《秋季全道高校野球 準決勝を読む㊤》 旭実×札国際情報
秋季全道高校野球の準決勝、決勝が10、11日に札幌円山球場で行われる。4強に進んだチームの戦いを振り返り、2回に分けて戦力を紹介する。第1回は10日の第1試合で対戦する旭実と札国際情報戦。旭実は、今年のドラフト候補・田中楓基投手(3年)からエースナンバーを受け継いだ佐々木聖和投手(2年)の投球が勝敗を左右する。対する4強唯一の公立校・札国際情報は、全道大会のトーナメントを3戦連続2桁得点で勝ち進んできた。
■旭実 エース佐々木の制球力
2年連続で4強入りした旭実は、直球最速137キロを誇る佐々木の投球が鍵を握る。前チームから公式戦での登板経験があり、スライダーやチェンジアップなどを駆使した緩急自在の投球も光る。
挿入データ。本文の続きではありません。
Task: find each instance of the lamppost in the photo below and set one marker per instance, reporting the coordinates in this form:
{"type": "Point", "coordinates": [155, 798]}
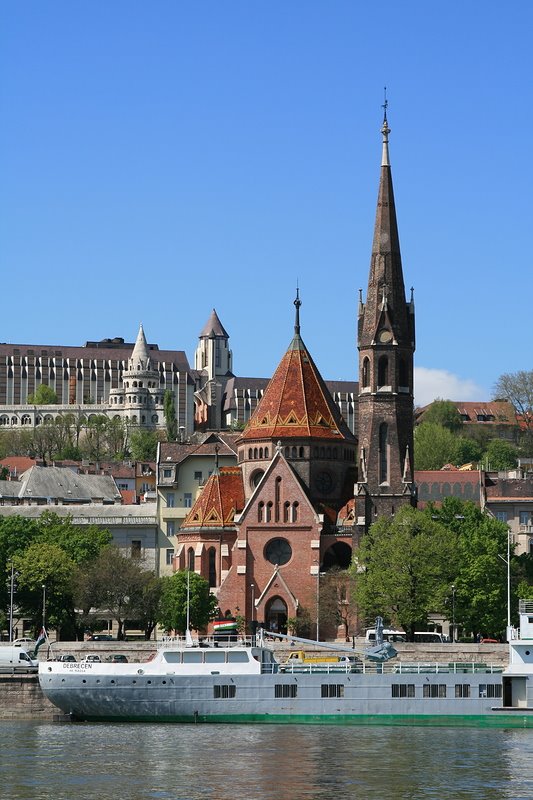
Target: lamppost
{"type": "Point", "coordinates": [317, 599]}
{"type": "Point", "coordinates": [44, 605]}
{"type": "Point", "coordinates": [453, 613]}
{"type": "Point", "coordinates": [252, 587]}
{"type": "Point", "coordinates": [11, 595]}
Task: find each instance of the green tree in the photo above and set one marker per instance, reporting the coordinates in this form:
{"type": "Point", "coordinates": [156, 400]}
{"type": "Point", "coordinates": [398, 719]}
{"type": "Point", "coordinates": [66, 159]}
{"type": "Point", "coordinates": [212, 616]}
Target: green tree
{"type": "Point", "coordinates": [45, 565]}
{"type": "Point", "coordinates": [143, 445]}
{"type": "Point", "coordinates": [43, 396]}
{"type": "Point", "coordinates": [202, 604]}
{"type": "Point", "coordinates": [169, 411]}
{"type": "Point", "coordinates": [480, 571]}
{"type": "Point", "coordinates": [435, 446]}
{"type": "Point", "coordinates": [403, 568]}
{"type": "Point", "coordinates": [500, 455]}
{"type": "Point", "coordinates": [444, 413]}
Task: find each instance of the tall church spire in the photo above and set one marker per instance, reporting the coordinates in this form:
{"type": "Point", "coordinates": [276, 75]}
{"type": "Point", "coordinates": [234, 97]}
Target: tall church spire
{"type": "Point", "coordinates": [386, 343]}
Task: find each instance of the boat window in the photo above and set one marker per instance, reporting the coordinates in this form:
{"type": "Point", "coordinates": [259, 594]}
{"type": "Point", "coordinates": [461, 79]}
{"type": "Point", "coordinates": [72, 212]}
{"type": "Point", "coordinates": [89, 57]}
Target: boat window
{"type": "Point", "coordinates": [238, 657]}
{"type": "Point", "coordinates": [192, 658]}
{"type": "Point", "coordinates": [215, 657]}
{"type": "Point", "coordinates": [172, 658]}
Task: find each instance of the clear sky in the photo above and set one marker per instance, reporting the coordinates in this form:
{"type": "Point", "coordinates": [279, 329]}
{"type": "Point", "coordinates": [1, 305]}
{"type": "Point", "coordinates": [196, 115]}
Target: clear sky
{"type": "Point", "coordinates": [161, 159]}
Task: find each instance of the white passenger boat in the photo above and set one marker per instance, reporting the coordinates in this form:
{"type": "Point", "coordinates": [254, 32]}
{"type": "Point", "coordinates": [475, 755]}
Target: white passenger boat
{"type": "Point", "coordinates": [211, 681]}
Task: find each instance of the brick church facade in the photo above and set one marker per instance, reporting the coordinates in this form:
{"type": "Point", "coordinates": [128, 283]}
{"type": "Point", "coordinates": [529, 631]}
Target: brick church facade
{"type": "Point", "coordinates": [305, 489]}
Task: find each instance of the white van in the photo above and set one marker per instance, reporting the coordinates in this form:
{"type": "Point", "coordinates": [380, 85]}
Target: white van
{"type": "Point", "coordinates": [15, 657]}
{"type": "Point", "coordinates": [389, 635]}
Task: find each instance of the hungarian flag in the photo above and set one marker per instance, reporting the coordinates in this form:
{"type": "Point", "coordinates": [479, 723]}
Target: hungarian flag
{"type": "Point", "coordinates": [41, 639]}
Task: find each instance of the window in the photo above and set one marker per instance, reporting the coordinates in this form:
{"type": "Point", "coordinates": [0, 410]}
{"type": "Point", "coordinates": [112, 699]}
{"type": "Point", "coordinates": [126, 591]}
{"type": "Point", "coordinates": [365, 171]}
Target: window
{"type": "Point", "coordinates": [403, 690]}
{"type": "Point", "coordinates": [282, 690]}
{"type": "Point", "coordinates": [224, 692]}
{"type": "Point", "coordinates": [332, 690]}
{"type": "Point", "coordinates": [490, 690]}
{"type": "Point", "coordinates": [434, 690]}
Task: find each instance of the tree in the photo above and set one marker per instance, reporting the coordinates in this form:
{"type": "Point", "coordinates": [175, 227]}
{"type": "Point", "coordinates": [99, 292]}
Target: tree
{"type": "Point", "coordinates": [170, 415]}
{"type": "Point", "coordinates": [202, 604]}
{"type": "Point", "coordinates": [500, 455]}
{"type": "Point", "coordinates": [517, 387]}
{"type": "Point", "coordinates": [480, 579]}
{"type": "Point", "coordinates": [43, 396]}
{"type": "Point", "coordinates": [403, 569]}
{"type": "Point", "coordinates": [444, 413]}
{"type": "Point", "coordinates": [335, 606]}
{"type": "Point", "coordinates": [143, 445]}
{"type": "Point", "coordinates": [435, 446]}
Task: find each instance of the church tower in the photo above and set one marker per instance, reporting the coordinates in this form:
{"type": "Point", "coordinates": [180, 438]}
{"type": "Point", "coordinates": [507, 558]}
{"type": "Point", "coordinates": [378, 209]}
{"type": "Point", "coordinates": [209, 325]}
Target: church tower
{"type": "Point", "coordinates": [386, 343]}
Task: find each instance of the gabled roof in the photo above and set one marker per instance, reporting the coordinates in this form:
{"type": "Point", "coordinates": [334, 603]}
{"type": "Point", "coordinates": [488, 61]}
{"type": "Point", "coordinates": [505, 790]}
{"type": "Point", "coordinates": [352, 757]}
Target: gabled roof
{"type": "Point", "coordinates": [296, 402]}
{"type": "Point", "coordinates": [222, 497]}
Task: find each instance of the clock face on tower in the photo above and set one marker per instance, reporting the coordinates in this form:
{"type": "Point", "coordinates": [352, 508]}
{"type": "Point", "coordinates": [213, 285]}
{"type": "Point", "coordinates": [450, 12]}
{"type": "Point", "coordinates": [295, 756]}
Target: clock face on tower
{"type": "Point", "coordinates": [324, 482]}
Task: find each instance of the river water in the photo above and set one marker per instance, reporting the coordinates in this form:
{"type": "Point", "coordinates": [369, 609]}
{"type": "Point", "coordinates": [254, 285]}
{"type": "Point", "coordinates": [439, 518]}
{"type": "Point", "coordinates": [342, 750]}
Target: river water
{"type": "Point", "coordinates": [246, 762]}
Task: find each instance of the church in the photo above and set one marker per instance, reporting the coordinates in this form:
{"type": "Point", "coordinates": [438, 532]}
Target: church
{"type": "Point", "coordinates": [306, 488]}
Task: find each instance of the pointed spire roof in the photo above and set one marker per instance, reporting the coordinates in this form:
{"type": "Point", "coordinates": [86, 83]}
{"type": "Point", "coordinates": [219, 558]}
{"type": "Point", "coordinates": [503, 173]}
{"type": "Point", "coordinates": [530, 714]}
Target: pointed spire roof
{"type": "Point", "coordinates": [213, 327]}
{"type": "Point", "coordinates": [296, 402]}
{"type": "Point", "coordinates": [140, 357]}
{"type": "Point", "coordinates": [222, 497]}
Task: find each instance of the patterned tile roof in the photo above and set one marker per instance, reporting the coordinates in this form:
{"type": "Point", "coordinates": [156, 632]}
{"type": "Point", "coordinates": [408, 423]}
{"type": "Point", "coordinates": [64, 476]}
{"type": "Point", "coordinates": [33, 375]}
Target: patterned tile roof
{"type": "Point", "coordinates": [296, 402]}
{"type": "Point", "coordinates": [222, 497]}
全道の準々決勝・旭明成戦では公式戦初完投を勝利で飾った。味方の失策絡みや自身のけん制悪送球で2点を失ったが、自責点は1。全道の2試合で計14回を投げ、四死球はわずかに2と制球力も安定している。
チームは2試合連続で1点差ゲームを競り勝った。勝負強さも際立つ。過去、2度のセンバツ甲子園出場も、まだ秋季全道を制した経験はない。今年は創部60周年の節目の年。ロースコアの展開に持ち込めば、勝機は十分にある。
■札国際情報 3戦連続2桁得点の打力
札国際情報は秋季22年ぶりの準決勝進出を果たした。全道3試合でのチーム打率は驚異の・539を誇る。3戦すべてで2桁得点のコールド勝ちを収めた。準々決勝までは公立校同士の対戦だったが、強豪私立を相手にしても打線爆発といけるか―。旭実戦が正念場の一戦となる。
1年秋から正二塁手の1番・高根稜真主将(2年)がキーマンだ。全道では13打席で7安打6四死球と出塁率10割をマークした。隙あらば、次の塁を狙う走塁もチームの姿勢を体現している。
夏は昨年、一昨年と2年連続で準優勝しているが、秋は4強が最高。公立校では2009年の札南以来となる12年ぶりの決勝進出を狙う。新たな歴史をつくりたいところだ。